Better security for your app's secrets

The incident-io/core application uses a mixture of environment variables, config files and secrets stored in Google Secret Manager to configure the app. This is a reference guide to all the parts that make up this flow.

What is config?

Application config comes in several forms:

Non-sensitive config, such as a GCP_PROJECT_ID or GITHUB_APP_NAME
Sensitive config, like STRIPE_API_KEY or GITHUB_WEBHOOK_SECRET
Runtime configuration, like DATABASE_URL or MEMCACHIER_PASSWORD

Both (1) and (2) make sense to track alongside the code that uses them, and – quite crucially – would expect to be set to the same value for each instance of an application environment. That means if we deployed the staging environments into two infrastructures, say Heroku and Google Cloud Run as part of a migration, this config would not change between those two instances.

Runtime configuration (3) differs in that it’s specific to the infrastructure, and you might be given different DATABASE_URL environments between instances of the same environment, or perhaps even between different roles (perhaps we should give cron a DATABASE_URL that points at a replica, rather than the primary).

Where do we store it?

The incident-io/core application includes configuration files for each environment it is deployed into (at time of writing, staging and production) which you can find at config/environments/<env>.yml, each parseable into a Config structure defined in the code.

💡 Config files mostly track non-sensitive (1) and sensitive (2) config, and only include runtime (3) if it makes sense to assert on it being present when booting.

Config is a simple structure of FIELD_NAME to value, with some optional struct tags that opt values into additional validation.

A small sample is:

type Config struct {
	APP_ENV             string `config:"required"` // type 1 (non-sensitive)
	APP_ROOT            string                     // type 3 (runtime)
	ACCESS_TOKEN_SALT   Secret                     // type 2 (sensitive)
  // ...
}

Taking the same slice of the production configuration file:

# config/environments/production.yml
---
APP_ENV: production
ATLASSIAN_OAUTH_CLIENT_ID: OEr2GKQfh8rHiqKVtFPWRiK2dAJ20FTd
ATLASSIAN_OAUTH_CLIENT_SECRET: secret-manager:projects/65058793566/secrets/app-atlassian-oauth-client-secret/versions/1

How do we load and use config values?

The application, when it wants to use any of these config values, will use them via a package singleton (e.g. config.CONFIG.APP_ENV) that is loaded on application boot, via a call to config.Init.

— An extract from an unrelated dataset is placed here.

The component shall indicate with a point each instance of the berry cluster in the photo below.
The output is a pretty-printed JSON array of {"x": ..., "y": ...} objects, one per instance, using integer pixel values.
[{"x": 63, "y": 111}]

Key things to know about the loading of config:

We first load the appropriate configuration file into a blank config.Config
Then we override any config values that are set as environment variables: this means if you have an APP_ENV environment variable set, it will take precedence over whatever was in the configuration file
Next we look at any Secret values, which until this point will be in the form secret-manager:<reference>. This means a value is stored in Google Secret Manager, usually within the same Google project that the app runs under, and we’ll set the config value to whatever we access at that reference in Secret Manager.

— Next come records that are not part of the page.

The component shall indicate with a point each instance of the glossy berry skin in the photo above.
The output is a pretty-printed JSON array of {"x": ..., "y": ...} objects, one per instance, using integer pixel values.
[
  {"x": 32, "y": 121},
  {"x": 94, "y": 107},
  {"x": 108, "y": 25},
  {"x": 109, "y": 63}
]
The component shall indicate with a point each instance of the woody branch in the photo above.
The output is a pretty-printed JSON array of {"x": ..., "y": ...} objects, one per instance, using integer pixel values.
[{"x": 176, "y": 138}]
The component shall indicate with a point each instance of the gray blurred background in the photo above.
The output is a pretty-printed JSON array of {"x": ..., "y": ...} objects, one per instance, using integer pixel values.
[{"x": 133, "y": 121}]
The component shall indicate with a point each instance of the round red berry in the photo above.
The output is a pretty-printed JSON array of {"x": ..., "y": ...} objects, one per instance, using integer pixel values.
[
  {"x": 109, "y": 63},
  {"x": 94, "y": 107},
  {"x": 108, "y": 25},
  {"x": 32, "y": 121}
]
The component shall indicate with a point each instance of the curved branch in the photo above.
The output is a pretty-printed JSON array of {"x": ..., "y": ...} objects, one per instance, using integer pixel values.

After this, the config is loaded and ready to be used. Other runtime values (3) might be loaded directly via os.Getenv if needed.

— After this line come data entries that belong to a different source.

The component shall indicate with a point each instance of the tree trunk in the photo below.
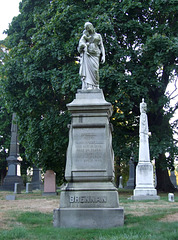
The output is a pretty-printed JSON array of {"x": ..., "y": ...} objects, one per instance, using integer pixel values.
[{"x": 164, "y": 183}]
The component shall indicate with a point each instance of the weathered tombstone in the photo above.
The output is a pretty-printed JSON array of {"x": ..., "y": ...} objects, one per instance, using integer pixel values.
[
  {"x": 14, "y": 160},
  {"x": 171, "y": 197},
  {"x": 120, "y": 182},
  {"x": 28, "y": 188},
  {"x": 131, "y": 181},
  {"x": 145, "y": 189},
  {"x": 17, "y": 188},
  {"x": 89, "y": 200},
  {"x": 10, "y": 197},
  {"x": 36, "y": 179},
  {"x": 173, "y": 179},
  {"x": 49, "y": 183}
]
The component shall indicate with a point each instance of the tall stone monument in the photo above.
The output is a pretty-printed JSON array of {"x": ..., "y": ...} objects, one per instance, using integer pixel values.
[
  {"x": 89, "y": 200},
  {"x": 14, "y": 160},
  {"x": 36, "y": 179},
  {"x": 131, "y": 181},
  {"x": 144, "y": 171}
]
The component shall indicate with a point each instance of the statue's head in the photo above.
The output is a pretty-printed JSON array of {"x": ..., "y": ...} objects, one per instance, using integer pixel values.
[
  {"x": 143, "y": 106},
  {"x": 89, "y": 27}
]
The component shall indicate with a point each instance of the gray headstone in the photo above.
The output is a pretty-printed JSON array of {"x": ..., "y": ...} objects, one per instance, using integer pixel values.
[
  {"x": 17, "y": 188},
  {"x": 171, "y": 197},
  {"x": 120, "y": 182},
  {"x": 36, "y": 179},
  {"x": 10, "y": 197},
  {"x": 131, "y": 181},
  {"x": 49, "y": 183},
  {"x": 89, "y": 200},
  {"x": 13, "y": 160},
  {"x": 28, "y": 188},
  {"x": 145, "y": 188},
  {"x": 173, "y": 179}
]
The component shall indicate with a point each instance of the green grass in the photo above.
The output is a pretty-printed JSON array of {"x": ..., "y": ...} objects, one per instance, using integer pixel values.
[{"x": 147, "y": 226}]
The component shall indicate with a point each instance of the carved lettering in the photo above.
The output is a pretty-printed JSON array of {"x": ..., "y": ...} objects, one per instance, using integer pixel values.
[{"x": 88, "y": 199}]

What is Secret Manager and how do we use it?

Google Secret Manager can be used to securely store secret material. It stores secret material under a secret name, and each secret can have multiple secret versions.

Developers are able to access Secret Manager via the Google Cloud Console or through APIs.

As a quickstart:

All Google services exist within ‘projects’. Each incident-io/core environment has its own project, so incident-io-staging and incident-io-production for the primary environments, along with incident-io-dev-<name> for each developer’s environment (you set this up during onboarding).
If you are managing secrets for an environment, you must do so from within that environment’s Google project.
When managing secrets, never delete a secret version. Secrets are intended to be immutable, as deletion would mean rolling back to an old app version that references that secret version would no longer be possible.
Permissions to manage secrets are granted on all projects to developers, so you should be able to access anyone’s Secret Manager instance.
Permissions to access secrets for service accounts are only granted in limited form, and will be scoped to a specific project, meaning staging cannot access production’s secrets (or any other project either).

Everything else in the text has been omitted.